A visita aos oficiais ocorreu após dois confrontos letais envolvendo equipes da Rota. Os casos acenderam o alerta para uma possível política de maior confrontos.

"O que deve estar acontecendo, é que o pessoal está com vontade de trabalhar", afirmou ele, que é oficial da reserva da própria PM e deputado federal licenciado.

Ainda segundo Derrite, ele recebeu uma centena de tentativas de indicação política para nomear delegados a cargos de chefia, mas, que barrou essas ações. Delegados ouvidos pela Folha de S.Paulo, afirmam que, ao contrário, nunca ocorreram tantas indicações políticos quanto agora.



PERGUNTA - O senhor chegou a dizer ser vergonhoso um PM não matar três criminosos em cinco anos. Qual Derrite assume a secretaria? Aquele que tinha um discurso tão forte ou alguém mais alinhado à política de redução de letalidade da PM?

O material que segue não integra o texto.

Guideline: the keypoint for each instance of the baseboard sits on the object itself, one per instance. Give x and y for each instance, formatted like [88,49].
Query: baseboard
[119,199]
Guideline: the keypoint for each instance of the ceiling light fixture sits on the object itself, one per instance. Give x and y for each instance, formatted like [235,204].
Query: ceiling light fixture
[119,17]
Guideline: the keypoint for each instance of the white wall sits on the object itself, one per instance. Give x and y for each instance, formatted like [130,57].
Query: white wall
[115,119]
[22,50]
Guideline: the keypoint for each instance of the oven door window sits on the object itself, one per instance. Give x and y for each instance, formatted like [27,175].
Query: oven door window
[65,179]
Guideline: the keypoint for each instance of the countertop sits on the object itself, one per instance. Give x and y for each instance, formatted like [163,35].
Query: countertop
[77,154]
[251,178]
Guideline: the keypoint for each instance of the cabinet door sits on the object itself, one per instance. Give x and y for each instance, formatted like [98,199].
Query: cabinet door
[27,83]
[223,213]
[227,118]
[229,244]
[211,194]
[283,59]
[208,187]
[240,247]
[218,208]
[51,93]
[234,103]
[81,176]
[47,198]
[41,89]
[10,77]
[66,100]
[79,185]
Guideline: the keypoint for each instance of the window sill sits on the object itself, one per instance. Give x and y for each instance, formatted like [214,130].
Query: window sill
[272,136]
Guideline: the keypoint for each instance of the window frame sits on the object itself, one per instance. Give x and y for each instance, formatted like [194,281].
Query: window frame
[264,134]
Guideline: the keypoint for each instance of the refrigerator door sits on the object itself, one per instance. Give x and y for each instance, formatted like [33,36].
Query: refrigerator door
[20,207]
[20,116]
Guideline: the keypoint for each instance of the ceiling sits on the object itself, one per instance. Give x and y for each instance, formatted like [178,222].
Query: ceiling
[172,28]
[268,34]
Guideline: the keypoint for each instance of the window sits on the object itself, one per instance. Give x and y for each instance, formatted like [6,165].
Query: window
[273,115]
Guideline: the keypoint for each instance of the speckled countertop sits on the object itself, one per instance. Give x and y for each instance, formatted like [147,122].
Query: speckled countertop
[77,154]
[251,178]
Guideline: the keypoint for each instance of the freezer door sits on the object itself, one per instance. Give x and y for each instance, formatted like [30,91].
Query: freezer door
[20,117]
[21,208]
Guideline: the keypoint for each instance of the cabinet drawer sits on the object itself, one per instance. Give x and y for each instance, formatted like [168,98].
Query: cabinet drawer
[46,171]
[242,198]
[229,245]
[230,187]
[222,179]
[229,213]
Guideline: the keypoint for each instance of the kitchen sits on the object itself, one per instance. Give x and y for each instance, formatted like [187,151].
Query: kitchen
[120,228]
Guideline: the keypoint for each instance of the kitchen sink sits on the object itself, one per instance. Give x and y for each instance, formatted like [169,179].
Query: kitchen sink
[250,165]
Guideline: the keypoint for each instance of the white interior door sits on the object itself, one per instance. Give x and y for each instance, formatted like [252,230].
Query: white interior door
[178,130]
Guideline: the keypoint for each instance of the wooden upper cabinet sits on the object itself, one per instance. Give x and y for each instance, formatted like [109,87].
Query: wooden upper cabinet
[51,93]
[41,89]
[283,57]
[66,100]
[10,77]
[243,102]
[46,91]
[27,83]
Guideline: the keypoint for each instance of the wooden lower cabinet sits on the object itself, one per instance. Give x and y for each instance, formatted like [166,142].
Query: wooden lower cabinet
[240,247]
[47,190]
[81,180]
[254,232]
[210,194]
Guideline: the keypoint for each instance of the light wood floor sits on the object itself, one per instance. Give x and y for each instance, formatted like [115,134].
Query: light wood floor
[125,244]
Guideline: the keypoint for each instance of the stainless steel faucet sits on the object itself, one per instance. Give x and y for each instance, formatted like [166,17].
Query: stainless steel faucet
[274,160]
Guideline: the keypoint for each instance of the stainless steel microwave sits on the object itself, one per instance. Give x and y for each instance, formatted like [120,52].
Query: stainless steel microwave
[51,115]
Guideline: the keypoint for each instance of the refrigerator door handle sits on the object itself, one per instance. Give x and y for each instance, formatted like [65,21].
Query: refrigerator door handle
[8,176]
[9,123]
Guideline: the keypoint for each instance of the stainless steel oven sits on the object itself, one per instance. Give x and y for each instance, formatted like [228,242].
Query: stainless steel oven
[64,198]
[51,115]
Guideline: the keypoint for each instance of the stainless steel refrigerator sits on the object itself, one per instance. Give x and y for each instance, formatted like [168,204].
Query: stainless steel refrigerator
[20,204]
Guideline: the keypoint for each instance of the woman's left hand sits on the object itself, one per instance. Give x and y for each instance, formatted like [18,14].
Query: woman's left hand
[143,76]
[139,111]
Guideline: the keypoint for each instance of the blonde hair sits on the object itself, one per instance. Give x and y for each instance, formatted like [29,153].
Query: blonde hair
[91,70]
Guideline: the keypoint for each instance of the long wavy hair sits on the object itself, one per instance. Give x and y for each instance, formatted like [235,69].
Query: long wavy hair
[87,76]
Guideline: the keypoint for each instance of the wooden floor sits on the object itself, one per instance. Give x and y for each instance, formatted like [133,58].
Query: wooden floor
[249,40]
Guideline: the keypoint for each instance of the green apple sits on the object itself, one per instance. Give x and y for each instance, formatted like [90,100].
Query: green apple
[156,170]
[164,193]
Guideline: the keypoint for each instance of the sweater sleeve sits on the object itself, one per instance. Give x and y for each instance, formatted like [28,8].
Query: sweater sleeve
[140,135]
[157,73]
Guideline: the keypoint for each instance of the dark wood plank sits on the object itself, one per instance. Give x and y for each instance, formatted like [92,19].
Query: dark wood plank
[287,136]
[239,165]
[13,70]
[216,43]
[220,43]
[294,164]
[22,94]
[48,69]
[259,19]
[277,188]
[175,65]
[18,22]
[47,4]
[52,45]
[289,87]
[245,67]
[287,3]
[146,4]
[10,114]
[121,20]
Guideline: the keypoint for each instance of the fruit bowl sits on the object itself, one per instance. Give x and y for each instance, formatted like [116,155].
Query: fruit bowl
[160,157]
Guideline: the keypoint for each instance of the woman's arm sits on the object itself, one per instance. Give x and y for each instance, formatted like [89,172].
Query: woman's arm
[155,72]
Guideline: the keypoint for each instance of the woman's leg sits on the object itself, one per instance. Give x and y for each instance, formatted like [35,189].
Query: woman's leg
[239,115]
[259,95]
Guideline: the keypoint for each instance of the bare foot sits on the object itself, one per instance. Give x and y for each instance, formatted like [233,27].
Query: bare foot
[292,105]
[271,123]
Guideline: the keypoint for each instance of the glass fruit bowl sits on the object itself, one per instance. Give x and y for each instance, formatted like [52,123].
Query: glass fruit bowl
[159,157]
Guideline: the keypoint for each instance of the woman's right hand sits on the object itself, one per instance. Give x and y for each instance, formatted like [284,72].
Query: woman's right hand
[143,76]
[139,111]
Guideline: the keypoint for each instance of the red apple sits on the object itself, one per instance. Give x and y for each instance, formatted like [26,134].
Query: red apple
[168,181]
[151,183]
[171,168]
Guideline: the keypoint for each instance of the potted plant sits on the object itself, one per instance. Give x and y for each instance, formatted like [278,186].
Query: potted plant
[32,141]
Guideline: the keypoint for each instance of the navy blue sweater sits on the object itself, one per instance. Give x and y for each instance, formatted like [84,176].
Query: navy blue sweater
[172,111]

GUILHERME DERRITE - Aliás, quantas pessoas o senhor matou na carreira? Essa palavra matar é pesada. Tive alguns confrontos, mas não sei quantas pessoas que acabaram falecendo nos confrontos que participei. Porque é algo que a gente, sinceramente, não carrega com orgulho. Se eu pudesse, ao longo da minha vida, nunca teria participado de uma troca de tiro. Para mim, seria o ideal.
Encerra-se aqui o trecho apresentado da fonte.